Wrist device detects COVID days before noticeable symptoms
A commercially-available wearable was able to pick up minute changes in heart rate and skin temperature at least two days before the onset of COVID symptoms. The team of Canadian and European researchers behind the innovation believe monitoring of real-time heath data via wearable devices could facilitate the detection of COVID and – with a little tinkering – other infectious diseases.
The researchers had developed a COVID-detection algorithm which was programmed into a wrist-worn device known as the Ava bracelet. The bracelet is able to measure the wearer’s heart rate, breathing rate, skin temperature, heart rate variability, and blood flow, every ten seconds.
So far, the bracelet has only seen use as a fertility monitor, to be used at night.
Now, with the Ava bracelet, researchers studied changes to heart rate, heart rate variability, and wrist skin temperature, said to be early features of COVID-19 that precede noticeable symptoms. The study cohort consisted of over 100 participants who were confirmed to have COVID-19 – the machine-learning algorithm was trained on 70% of this cohort and then tested on the remaining 30%.
The researchers noted that the system accurately identified 68% of the positive COVID cases two whole days before any symptoms appeared.

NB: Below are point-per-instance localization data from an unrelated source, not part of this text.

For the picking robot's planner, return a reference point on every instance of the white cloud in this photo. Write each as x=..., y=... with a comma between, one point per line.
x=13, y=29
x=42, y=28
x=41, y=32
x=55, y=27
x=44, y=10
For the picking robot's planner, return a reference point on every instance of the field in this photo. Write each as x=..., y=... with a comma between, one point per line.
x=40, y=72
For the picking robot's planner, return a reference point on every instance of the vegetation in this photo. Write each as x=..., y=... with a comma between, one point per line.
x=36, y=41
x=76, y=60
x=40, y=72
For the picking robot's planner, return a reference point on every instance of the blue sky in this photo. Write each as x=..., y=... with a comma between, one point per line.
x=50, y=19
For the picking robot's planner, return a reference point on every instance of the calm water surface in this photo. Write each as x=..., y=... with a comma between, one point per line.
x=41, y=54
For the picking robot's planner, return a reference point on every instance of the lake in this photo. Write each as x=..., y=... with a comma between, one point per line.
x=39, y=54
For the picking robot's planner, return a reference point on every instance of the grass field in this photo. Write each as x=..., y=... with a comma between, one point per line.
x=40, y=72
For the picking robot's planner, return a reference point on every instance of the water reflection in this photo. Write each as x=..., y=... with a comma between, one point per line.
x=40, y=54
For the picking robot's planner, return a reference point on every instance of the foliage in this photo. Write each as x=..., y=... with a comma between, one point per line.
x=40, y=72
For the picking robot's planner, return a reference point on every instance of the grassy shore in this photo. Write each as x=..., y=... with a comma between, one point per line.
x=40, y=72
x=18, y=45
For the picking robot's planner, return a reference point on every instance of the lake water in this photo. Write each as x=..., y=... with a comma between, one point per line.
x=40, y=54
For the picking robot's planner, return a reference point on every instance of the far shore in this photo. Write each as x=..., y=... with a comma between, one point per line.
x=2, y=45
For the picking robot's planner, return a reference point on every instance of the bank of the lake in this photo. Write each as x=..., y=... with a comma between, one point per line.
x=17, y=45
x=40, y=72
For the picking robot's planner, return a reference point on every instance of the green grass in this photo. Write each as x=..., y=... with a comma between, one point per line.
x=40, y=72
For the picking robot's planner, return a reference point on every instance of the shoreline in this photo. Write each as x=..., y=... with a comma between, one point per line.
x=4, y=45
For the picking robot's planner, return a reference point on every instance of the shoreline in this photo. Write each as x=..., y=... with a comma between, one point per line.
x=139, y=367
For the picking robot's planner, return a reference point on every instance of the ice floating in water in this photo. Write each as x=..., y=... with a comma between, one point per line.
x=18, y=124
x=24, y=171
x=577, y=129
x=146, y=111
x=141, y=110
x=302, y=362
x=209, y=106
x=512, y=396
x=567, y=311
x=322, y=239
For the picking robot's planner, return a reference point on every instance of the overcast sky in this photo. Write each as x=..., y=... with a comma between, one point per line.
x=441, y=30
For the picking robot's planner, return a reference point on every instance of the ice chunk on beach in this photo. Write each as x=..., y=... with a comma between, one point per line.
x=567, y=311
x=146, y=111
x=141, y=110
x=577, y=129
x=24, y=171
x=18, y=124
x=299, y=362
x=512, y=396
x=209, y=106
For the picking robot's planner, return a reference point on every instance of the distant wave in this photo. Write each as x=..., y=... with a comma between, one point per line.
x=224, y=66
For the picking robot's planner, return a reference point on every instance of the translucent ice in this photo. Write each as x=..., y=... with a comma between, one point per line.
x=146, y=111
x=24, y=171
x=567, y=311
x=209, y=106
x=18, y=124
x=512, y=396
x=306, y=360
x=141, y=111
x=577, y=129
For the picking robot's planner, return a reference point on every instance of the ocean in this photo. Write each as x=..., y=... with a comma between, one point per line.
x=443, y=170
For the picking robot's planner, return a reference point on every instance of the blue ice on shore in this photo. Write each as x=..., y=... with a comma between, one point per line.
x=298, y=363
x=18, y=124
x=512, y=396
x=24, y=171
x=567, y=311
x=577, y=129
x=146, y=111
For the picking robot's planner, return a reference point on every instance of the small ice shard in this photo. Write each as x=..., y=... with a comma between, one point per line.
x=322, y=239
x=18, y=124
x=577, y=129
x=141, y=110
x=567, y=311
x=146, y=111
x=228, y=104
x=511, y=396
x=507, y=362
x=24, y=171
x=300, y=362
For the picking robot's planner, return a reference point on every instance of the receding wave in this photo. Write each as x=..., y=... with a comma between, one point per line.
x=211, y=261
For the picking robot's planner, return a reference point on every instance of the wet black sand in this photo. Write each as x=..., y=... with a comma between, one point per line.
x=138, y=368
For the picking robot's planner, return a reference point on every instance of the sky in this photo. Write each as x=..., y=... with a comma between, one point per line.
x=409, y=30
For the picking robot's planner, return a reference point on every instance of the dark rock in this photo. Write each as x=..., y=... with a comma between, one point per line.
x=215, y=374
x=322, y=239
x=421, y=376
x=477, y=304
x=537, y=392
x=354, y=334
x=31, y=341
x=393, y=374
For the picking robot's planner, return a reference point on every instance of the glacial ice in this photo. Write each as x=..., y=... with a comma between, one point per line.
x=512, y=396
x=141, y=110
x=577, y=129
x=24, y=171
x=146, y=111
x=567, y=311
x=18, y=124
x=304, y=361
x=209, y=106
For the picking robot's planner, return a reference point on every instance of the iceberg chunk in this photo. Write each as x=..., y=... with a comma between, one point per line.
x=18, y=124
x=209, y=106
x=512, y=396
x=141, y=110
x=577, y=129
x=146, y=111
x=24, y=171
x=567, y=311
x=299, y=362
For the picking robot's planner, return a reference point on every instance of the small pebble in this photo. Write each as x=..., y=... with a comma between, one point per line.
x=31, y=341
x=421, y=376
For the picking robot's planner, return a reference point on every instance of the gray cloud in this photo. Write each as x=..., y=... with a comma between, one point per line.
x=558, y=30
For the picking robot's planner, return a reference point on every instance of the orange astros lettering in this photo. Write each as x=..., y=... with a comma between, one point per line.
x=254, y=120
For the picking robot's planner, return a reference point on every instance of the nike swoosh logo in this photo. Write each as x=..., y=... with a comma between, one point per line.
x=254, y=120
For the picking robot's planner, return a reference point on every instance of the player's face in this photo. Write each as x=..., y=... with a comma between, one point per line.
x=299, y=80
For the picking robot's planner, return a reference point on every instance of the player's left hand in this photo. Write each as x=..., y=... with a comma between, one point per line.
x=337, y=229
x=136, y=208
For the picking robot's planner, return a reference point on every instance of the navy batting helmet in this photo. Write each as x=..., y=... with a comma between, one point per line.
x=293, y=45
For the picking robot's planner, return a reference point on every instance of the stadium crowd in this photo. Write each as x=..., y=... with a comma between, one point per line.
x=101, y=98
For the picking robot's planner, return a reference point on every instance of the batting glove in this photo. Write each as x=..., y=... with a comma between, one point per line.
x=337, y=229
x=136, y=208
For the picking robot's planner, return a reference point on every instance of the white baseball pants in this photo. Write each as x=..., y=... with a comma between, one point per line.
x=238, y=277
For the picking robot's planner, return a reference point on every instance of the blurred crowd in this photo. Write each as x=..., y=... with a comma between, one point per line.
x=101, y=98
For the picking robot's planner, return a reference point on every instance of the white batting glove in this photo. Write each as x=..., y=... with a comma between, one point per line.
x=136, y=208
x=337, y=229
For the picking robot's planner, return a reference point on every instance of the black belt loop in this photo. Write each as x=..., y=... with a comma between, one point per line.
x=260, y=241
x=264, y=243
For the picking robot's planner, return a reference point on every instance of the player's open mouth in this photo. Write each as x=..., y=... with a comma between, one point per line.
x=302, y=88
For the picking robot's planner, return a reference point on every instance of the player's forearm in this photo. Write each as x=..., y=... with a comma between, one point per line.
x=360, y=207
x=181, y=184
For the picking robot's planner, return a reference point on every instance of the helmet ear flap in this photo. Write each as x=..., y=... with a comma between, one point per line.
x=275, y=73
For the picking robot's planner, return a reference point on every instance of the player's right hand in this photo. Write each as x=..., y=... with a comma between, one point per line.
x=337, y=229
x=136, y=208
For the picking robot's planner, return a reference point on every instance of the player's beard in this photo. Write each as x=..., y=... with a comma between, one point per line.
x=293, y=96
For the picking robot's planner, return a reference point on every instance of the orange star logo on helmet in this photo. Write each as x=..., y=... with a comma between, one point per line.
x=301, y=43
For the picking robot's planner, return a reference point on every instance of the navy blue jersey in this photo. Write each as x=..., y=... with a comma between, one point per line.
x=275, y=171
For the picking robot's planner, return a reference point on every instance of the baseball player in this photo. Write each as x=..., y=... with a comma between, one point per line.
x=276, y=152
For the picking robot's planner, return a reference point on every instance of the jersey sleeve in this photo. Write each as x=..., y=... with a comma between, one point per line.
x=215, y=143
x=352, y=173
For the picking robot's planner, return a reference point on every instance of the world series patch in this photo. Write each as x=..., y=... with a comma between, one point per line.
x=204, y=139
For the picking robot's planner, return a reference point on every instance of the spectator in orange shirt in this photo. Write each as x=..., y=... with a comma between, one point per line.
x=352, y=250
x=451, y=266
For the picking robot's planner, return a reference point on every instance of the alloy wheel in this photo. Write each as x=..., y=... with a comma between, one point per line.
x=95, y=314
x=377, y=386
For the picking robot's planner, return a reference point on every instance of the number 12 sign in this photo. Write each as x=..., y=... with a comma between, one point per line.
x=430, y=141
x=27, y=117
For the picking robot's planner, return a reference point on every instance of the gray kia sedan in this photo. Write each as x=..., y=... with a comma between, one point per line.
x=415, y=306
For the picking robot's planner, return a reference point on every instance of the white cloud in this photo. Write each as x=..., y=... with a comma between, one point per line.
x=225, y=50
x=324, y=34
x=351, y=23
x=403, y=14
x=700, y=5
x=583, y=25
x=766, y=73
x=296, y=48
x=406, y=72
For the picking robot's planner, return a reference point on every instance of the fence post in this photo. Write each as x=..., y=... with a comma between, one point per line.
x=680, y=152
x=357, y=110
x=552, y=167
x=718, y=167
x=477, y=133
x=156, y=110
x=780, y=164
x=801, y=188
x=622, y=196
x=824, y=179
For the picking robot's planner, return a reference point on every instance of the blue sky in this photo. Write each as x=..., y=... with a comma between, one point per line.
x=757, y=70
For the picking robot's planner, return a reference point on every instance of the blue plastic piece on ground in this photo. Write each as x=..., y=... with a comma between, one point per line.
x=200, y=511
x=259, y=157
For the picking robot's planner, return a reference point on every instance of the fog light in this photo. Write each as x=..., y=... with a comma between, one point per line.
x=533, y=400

According to the researchers: “Wearable sensor technology is an easy-to-use, low-cost method for enabling individuals to track their health and well-being during a pandemic. Our research shows how these devices, partnered with artificial intelligence, can push the boundaries of personalised medicine and detect illnesses prior to [symptom onset], potentially reducing virus transmission in communities.”
“That an existing medical device is able to be used in a different meaning [shows] that wearables have a promising future,” added researcher David Conen, an Associate Professor of Medicine at McMaster University in Ontario.
Conen said that the research team are now conducting a larger study testing the COVID-detection system in a larger cohort of 20,000 subjects, with results expected later this year.